Aproximei-me dele. Precisava de uma confirmação. Uma prova.

Lembrei-me de um pequeno detalhe da nossa vida passada. Algo que só ele podia saber.

"Outro dia, na festa, serviram camarão. Tu trocaste o meu prato. Disseste que o chefe se tinha enganado no pedido."

Ele não reagiu.

"Eu só descobri a minha alergia a marisco no nosso segundo ano de casados, na vida passada. Como é que sabias, Duarte?"

Ele olhou para mim, e por um segundo, vi um vislumbre de algo nos seus olhos. Dor. Mas desapareceu tão depressa como apareceu.

Ele forçou um sorriso trocista.

"A tua mãe mencionou-o uma vez, há muito tempo. Tenho boa memória para detalhes inúteis."

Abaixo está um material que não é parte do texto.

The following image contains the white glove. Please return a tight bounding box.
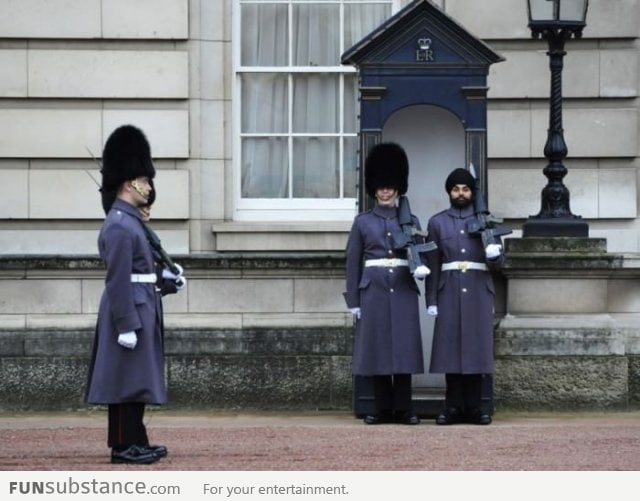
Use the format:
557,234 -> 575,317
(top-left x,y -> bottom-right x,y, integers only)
162,263 -> 184,280
118,331 -> 138,350
174,275 -> 187,291
484,244 -> 502,259
413,264 -> 431,280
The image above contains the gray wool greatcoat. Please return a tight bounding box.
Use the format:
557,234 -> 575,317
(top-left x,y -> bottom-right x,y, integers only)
86,199 -> 167,404
425,205 -> 504,374
344,206 -> 424,376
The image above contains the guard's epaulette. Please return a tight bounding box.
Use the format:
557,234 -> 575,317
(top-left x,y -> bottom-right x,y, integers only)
356,207 -> 373,218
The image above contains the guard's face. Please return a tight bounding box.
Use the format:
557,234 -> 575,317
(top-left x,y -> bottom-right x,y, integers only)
376,187 -> 398,207
128,176 -> 153,207
449,184 -> 473,207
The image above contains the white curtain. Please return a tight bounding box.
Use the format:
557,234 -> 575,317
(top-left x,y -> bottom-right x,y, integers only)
241,1 -> 391,198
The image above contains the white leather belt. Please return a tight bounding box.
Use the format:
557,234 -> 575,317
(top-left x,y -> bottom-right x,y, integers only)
440,261 -> 489,273
364,257 -> 409,268
131,273 -> 158,284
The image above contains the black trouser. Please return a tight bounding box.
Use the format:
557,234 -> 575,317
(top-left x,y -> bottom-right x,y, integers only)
373,374 -> 411,413
445,374 -> 482,413
107,402 -> 149,449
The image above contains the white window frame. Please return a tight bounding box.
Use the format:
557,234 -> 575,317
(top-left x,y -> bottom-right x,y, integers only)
232,0 -> 401,221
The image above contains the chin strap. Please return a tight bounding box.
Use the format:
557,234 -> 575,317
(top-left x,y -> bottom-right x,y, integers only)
131,179 -> 149,200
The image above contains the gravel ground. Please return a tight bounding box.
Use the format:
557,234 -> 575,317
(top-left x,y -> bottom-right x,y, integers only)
0,410 -> 640,471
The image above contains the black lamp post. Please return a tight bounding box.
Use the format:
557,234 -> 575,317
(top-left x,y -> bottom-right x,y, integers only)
522,0 -> 589,237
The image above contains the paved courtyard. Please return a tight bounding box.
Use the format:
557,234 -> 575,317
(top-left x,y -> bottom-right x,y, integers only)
0,410 -> 640,471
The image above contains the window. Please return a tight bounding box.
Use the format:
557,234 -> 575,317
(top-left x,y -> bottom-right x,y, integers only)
234,0 -> 394,220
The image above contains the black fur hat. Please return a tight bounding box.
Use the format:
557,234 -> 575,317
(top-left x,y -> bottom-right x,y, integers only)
364,143 -> 409,198
100,125 -> 156,195
444,167 -> 476,193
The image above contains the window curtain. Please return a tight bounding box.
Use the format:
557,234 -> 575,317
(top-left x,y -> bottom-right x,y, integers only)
241,2 -> 391,198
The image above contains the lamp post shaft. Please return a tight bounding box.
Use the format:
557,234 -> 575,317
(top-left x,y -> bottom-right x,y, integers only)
522,29 -> 589,237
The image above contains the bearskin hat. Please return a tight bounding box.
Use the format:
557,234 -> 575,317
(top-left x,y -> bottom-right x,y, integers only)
101,125 -> 156,193
444,167 -> 476,193
364,143 -> 409,198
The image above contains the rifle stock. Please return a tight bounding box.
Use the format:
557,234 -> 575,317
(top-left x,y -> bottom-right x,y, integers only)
467,182 -> 513,248
142,224 -> 180,275
392,195 -> 438,273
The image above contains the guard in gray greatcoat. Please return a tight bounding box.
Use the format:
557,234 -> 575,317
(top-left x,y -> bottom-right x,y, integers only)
86,125 -> 167,464
344,143 -> 428,424
426,168 -> 504,424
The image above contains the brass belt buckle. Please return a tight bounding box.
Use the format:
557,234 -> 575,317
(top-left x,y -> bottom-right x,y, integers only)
458,261 -> 469,273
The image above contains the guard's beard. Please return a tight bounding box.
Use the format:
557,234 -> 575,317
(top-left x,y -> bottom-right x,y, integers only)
449,197 -> 472,209
131,179 -> 149,205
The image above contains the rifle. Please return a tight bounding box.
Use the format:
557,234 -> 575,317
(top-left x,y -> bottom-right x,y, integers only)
391,195 -> 438,273
467,170 -> 513,249
142,223 -> 180,275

Era uma desculpa plausível. Mas era uma mentira. Eu sabia.

A minha última réstia de esperança vacilou. Se ele ia continuar a negar, a torturar-me assim, talvez não houvesse redenção para nós.

Fui ao meu quarto e peguei nos papéis do divórcio que um advogado tinha preparado para mim há semanas, num momento de desespero. Eu não os queria usar, mas agora...

Voltei ao escritório. Ele estava a falar ao telefone, a sua voz subitamente mais suave.

"Sim, Sofia... estou a ir. Descansa."

Ele desligou e olhou para mim, a sua máscara de frieza de volta no lugar.

Estendi-lhe os papéis e uma caneta.

"O que é isto?" perguntou ele.

"Divórcio," disse eu, a palavra a arranhar a minha garganta.

Ele pegou nos papéis. Nem sequer olhou para eles. O seu olhar estava fixo em mim, frio e calculista. Enquanto isso, a sua outra mão pegou numa escova de prata da secretária e começou a passar por um lenço de seda que pertencia a Sofia, como se estivesse a pentear o cabelo dela.

O gesto era tão íntimo, tão desdenhoso para comigo, que me roubou o ar.

Ele assinou o seu nome com um floreado rápido e atirou os papéis para cima da secretária.

"Estás livre, Leonor. Assim que o período de reflexão legal terminar."

Ele virou-me as costas e saiu da sala, deixando-me ali, com o coração partido e uma certeza terrível.

Esta guerra estava apenas a começar.